2. Enjoying a Socratic on Beloved, Part 2, Chapter 1

3. Wrapping up

HW:
1. If you have a quilt, please bring it to class tomorrow (we'll take good care of it, and you won't have to leave it here or anything).

2. Because of the critical review, we will not be discussing Beloved for a week. By next Wednesday, you will need to finish all of Part 2. I will warn you that the next few chapters are structurally experimental (aka, tough to understand).

3. Friday will be draft day: If you have a draft going, you'll get more out of the editing. However, if you're stuck, use Friday simply to start.

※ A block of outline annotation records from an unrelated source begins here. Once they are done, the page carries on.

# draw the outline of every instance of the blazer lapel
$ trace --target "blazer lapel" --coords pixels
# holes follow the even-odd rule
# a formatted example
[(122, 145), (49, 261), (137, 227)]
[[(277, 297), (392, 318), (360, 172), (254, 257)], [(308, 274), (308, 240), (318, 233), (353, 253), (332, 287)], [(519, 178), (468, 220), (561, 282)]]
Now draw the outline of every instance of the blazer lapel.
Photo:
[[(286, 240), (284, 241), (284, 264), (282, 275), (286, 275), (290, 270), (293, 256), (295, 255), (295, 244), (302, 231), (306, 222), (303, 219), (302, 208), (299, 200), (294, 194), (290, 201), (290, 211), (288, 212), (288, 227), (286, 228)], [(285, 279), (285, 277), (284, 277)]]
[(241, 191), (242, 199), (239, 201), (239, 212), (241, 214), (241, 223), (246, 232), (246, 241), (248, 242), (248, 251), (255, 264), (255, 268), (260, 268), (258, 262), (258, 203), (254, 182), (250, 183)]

4. I'm extending the due date of your next poetry response since you already have a big essay due Monday.  You may have all the way until next Tuesday, Feb 17 to complete this poetry response.

Tuesday, February 3, 2015

A.P. Lit Is Writing: February 3, 2015

Focus: How can we develop richer analysis in our timed writing?

1. Warming up by creating your own extended metaphor about the chokecherry tree

Examining the images below, list 4 or 5 distinctive qualities of the chokecherry tree.  If the images aren't quite cutting it for you, you can also include the word "chokecherry" as one of its qualities.

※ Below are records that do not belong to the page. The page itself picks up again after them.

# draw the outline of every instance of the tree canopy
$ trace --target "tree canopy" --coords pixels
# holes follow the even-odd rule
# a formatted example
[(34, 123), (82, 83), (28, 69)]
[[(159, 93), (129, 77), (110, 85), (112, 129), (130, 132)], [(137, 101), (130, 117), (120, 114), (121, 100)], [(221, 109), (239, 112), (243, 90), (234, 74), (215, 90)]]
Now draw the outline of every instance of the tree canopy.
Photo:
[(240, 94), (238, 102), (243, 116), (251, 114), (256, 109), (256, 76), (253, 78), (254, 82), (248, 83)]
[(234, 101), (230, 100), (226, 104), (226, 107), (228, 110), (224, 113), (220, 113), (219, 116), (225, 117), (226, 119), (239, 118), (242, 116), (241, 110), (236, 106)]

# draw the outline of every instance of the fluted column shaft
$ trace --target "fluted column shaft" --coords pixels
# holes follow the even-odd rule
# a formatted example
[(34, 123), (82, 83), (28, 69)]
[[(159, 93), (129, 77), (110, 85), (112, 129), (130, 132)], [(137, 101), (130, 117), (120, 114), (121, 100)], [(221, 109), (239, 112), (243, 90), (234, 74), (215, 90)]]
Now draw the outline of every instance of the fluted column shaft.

Try turning each of your four or five qualities into a metaphor or simile that connects it (directly or indirectly) to Sethe's scar.  Here's my example:

The red berries are droplets of blood and memory rising from Sethe's almost dead skin.  Anything dead coming back to life hurts.

2. Tackling a poetry timed writing


HW:
1. Tomorrow will be our big Beloved day (and our only Socratic of the week), so come prepared by doing the following: Finish Chapter 1 in Part 2.  For your reading ticket, you can choose from the following:

a. A found poem using words and phrases from the chapter; please include a short paragraph explaining what larger ideas you were exploring through creating this poem.

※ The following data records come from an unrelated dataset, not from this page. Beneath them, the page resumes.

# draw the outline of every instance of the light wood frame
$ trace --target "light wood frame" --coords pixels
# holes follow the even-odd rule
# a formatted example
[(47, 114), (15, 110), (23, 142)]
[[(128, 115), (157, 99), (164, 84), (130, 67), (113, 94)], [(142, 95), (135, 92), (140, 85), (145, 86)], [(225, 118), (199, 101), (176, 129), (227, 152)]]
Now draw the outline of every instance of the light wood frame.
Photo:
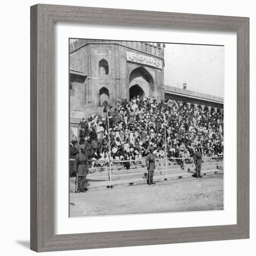
[[(56, 22), (236, 32), (236, 224), (54, 234)], [(38, 4), (31, 7), (31, 249), (46, 252), (249, 238), (249, 18)]]

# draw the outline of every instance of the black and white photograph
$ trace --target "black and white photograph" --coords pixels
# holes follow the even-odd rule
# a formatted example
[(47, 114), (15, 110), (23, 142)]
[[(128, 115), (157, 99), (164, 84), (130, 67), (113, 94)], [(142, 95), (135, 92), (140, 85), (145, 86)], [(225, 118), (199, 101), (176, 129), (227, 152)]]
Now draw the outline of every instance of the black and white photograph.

b. A character analysis; draw in specific passages from the chapter to support your thoughts.

c. A short metacognitive on an important paragraph or page from the reading.

2. Friday will be draft day: If you have a draft going, you'll get more out of the editing. However, if you're stuck, use Friday simply to start.

3. I'm extended the due date of your next poetry response since you already have a big essay due Monday.  You may have all the way until next Tuesday, Feb 17 to complete this poetry response.

Monday, February 2, 2015

A.P. Lit Is Evaluating: February 2, 2015

Focus: What does it mean to be critically evaluative?

1. Warming up with happy Monday thoughts...Boom cards, anyone?

2. Exploring Bloom's pyramid of cognition and applying it to a published review of Beloved




3. Discovering the Critical Review page on Ms. Leclaire's website

a. Reading Sample #1 for style: What words and phrases show evaluation?

b. Reading Sample #2 for structure: What is the purpose of each paragraph?

4. Trying it out your evaluative cognition and style by creating a positive and negative review of a class

HW:
1. Calling all critical review books!  Time to finish up those bad boys so that you have time to write your essay, which is due February 9 (that's two weeks from now).

2. For Wednesday, finish Chapter 1 in Part 2.  For your reading ticket, you can choose from the following:

a. A found poem using words and phrases from the chapter; please include a short paragraph explaining what larger ideas you were exploring through creating this poem.

b. A character analysis; draw in specific passages from the chapter to support your thoughts.

c. A short metacognitive on an important paragraph or page from the reading.